As the daily procession of social and ecological horrors and tragedies continue to flood in from our increasingly broken world, it seems clear that in order to avoid the depression, burnout, or numbness that can set it when we start to feel hopeless about protecting the world we love, we need to create safe and sacred spaces for our hearts to come together and grieve. As Llewellyn Vaughan-Lee said “If we can hear the cry of the Earth, feel this grief in our soul, then something in our heart opens. We are not separate from the Earth, her loss is our loss, her cry is our cry.
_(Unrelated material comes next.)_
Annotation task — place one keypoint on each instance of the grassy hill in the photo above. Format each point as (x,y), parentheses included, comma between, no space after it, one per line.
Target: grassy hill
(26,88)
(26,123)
Our heart becomes the Earth’s prayer that calls, and love the response to that call.”


This sacred mountain is holy, as are the skies above her, the ground below her, and all the humans, plants and animals that have relied on her healing waters for so many thousands of years. And our tears for this world are baptismal, as they are cleansing and renewing us for the difficult work ahead, and bringing us closer to our longing for peace, love and justice in what Michael Meade calls this time of impossible tasks. There is no room for blame, shame, or ideas of retribution in the raw truth, vulnerability, and open-hearted passion of grief. There is only our love for this world, and a deep emptiness where creative, heartfelt, regenerative action can be born.


In this time of fire and ashes, each of us is being called to undergo our own apprenticeship with sorrow, so that in our despair and outrage our hearts can be broken open, and our actions become firm but kind. After all, our grief is nothing more than Earth crying out to herself, shedding tears of love on her own holy ground.